A bit shy of a thousand years later, Jesus encounters a group of 10 lepers—real leprosy this time, of the sort brought in by Alexander the Great, turning people into something akin to the walking dead—who cry out for mercy and for healing. “Go and show yourselves to the priests,” Christ replies, something even simpler than a bath. With nothing left to lose, they do so, and while still on their way they find themselves astonishingly, impossibly made whole. No longer lepers, no longer outcasts, they quite understandably rejoice. But only one returns to prostrate himself at Christ’s feet, and this one a Samaritan.

Once again, the glory and mercy and wonder of God are revealed not to an Israelite, but to an outsider, a foreigner, indeed, a traditional enemy of God’s people. Once again, salvation is found not in great quests or herculean feats of might, but in simple obedience, humility, and trust. This is what Christ asks of us.

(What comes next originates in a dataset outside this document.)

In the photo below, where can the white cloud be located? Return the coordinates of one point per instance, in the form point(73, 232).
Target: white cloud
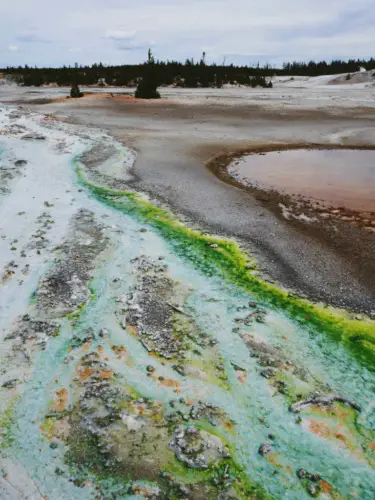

We don’t need to lead a Crusade to conquer the Holy Land. We don’t need to flagellate ourselves or impose trials of great suffering to prove our devotion to the faith. We don’t need to denounce the unclean or impure or (God forbid) those who vote for the other political party. All we need do is humble ourselves to trust the Word of God made flesh in Jesus Christ our Lord: love your neighbor as yourself; turn the other cheek; forgive seven times a day. Only in this way are you and I made whole.

And this may well mean that we must swallow our pride in order to see what Jesus is still doing out there, amongst the outsider, the foreigner, the person of a different culture or religion or status or class. For this is where true life is found. Jesus will always be at work amongst those whom the religious exclude. And He will always be calling us to come and join Him, to stand with Him, on the other side of all the lines we draw to separate ourselves from our fellow human beings.

Don’t do it because you desire Heaven. Don’t do it because you fear hell. Just do it because Jesus tells us to, and we trust that He is Good. Love the neighbor. Forgive the sinner. Feed the hungry. Heal the sick. Comfort the grieving. Teach the Truth. And always know that God is Love.

In the Name of the Father and of the +Son and of the Holy Spirit. Amen.